Setting vertex or edge filters will invalidate existing vertex and edge descriptors, which will still point to the unfiltered graph.

set_vertex_filter(prop, inverted=False)[source]#

Set the vertex boolean filter property. Only the vertices with value different than False are kept in the filtered graph. If the inverted option is supplied with value True, only the vertices with value False are kept. If the supplied property is None, the filter is replaced by an uniform filter allowing all vertices.

Note

This is a \(O(1)\) operation that does not modify the storage of the graph.

Warning

Setting vertex filters will invalidate existing vertex and edge descriptors, which will still point to the unfiltered graph.

get_vertex_filter()[source]#

Return a tuple with the vertex filter property and bool value indicating whether or not it is inverted.

set_edge_filter(prop, inverted=False)[source]#

Set the edge boolean filter property. Only the edges with value different than False are kept in the filtered graph. If the inverted option is supplied with value True, only the edges with value False are kept. If the supplied property is None, the filter is replaced by an uniform filter allowing all edges.

Note

This is a \(O(1)\) operation that does not modify the storage of the graph.

Warning

Setting edge filters will invalidate existing vertex and edge descriptors, which will still point to the unfiltered graph.

get_edge_filter()[source]#

Return a tuple with the edge filter property and bool value indicating whether or not it is inverted.

clear_filters()[source]#

Remove vertex and edge filters, and set the graph to the unfiltered state.

Note

This is a \(O(1)\) operation that does not modify the storage of the graph.

Warning

Clearing vertex and edge filters will invalidate existing vertex and edge descriptors.

Warning

The purge functions below irreversibly remove the filtered vertices or edges from the graph. Note that, contrary to the functions above, these are \(O(V)\) and \(O(E)\) operations, respectively.

purge_vertices(in_place=False)[source]#

Remove all vertices of the graph which are currently being filtered out.
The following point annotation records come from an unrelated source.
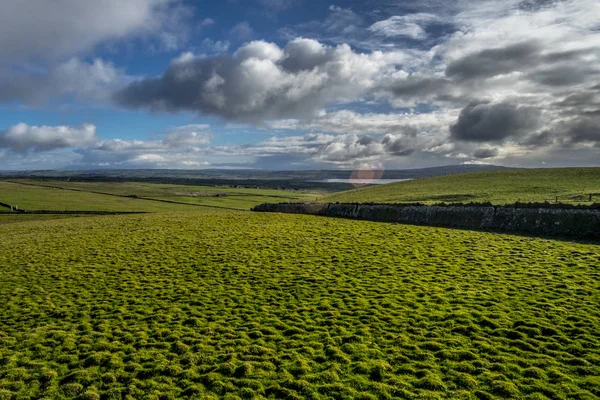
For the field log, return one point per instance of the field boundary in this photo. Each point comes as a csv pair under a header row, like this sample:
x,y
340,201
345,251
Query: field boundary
x,y
119,195
572,222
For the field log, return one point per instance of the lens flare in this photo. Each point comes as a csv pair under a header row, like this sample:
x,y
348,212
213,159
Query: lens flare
x,y
366,175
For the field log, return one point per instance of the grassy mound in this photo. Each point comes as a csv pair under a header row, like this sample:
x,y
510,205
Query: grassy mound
x,y
227,304
499,187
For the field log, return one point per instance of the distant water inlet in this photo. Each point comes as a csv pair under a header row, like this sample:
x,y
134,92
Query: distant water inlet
x,y
362,182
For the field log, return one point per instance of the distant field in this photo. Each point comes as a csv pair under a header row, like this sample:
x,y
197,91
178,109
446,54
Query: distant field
x,y
46,195
229,304
571,185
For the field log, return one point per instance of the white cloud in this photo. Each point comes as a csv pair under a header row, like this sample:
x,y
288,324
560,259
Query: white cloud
x,y
87,82
34,29
262,81
23,138
410,25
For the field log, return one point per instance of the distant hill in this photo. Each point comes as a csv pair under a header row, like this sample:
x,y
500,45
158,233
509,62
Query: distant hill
x,y
498,187
236,174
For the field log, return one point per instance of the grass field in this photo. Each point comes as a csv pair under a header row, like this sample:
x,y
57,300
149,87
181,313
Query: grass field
x,y
48,195
571,185
228,304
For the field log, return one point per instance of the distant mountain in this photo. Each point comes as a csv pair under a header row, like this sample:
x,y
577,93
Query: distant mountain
x,y
234,174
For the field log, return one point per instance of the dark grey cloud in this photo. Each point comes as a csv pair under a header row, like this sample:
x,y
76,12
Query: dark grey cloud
x,y
485,153
397,145
492,62
494,122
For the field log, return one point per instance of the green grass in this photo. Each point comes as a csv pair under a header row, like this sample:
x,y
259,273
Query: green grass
x,y
8,218
571,185
36,195
227,304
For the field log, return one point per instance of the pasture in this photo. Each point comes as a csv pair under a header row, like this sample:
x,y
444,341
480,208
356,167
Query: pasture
x,y
231,304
This operation is not reversible.

If the option in_place == True is given, the algorithm will remove the filtered vertices and re-index all property maps which are tied with the graph. This is a slow operation which has an \(O(V^2)\) complexity.
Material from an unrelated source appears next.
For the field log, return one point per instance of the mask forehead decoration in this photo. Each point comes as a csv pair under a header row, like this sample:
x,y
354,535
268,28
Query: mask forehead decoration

If in_place == False, the graph and its vertex and edge property maps are temporarily copied to a new unfiltered graph, which will replace the contents of the original graph. This is a fast operation with an \(O(V + E)\) complexity. This is the default behaviour if no option is given.

purge_edges()[source]#

Remove all edges of the graph which are currently being filtered out. This operation is not reversible.

I/O operations

See Graph I/O for more details.

load(file_name, fmt='auto', ignore_vp=None, ignore_ep=None, ignore_gp=None)[source]#

Load graph from file_name (which can be either a string or a file-like object). The format is guessed from file_name, or can be specified by fmt, which can be either “gt”, “graphml”, “xml”, “dot” or “gml”. (Note that “graphml” and “xml” are synonyms).
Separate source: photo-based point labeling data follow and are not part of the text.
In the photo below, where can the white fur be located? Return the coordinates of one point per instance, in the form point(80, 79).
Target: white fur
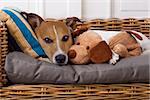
point(59, 50)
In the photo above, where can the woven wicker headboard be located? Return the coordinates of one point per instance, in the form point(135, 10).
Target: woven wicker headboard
point(142, 25)
point(116, 24)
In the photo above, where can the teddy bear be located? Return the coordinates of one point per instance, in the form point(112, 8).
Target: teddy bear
point(91, 46)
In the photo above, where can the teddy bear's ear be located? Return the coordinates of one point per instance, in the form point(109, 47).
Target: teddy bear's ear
point(100, 53)
point(79, 31)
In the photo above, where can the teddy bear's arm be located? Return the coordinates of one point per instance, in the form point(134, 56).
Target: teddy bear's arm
point(121, 50)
If provided, the parameters ignore_vp, ignore_ep and ignore_gp, should contain a list of property names (vertex, edge or graph, respectively) which should be ignored when reading the file.

Warning

The only file formats which are capable of perfectly preserving the internal property maps are “gt” and “graphml”. Because of this, they should be preferred over the other formats whenever possible.

save(file_name, fmt='auto')[source]#

Save graph to file_name (which can be either a string or a file-like object). The format is guessed from the file_name, or can be specified by fmt, which can be either “gt”, “graphml”, “xml”, “dot” or “gml”. (Note that “graphml” and “xml” are synonyms).

Warning

The only file formats which are capable of perfectly preserving the internal property maps are “gt” and “graphml”. Because of this, they should be preferred over the other formats whenever possible.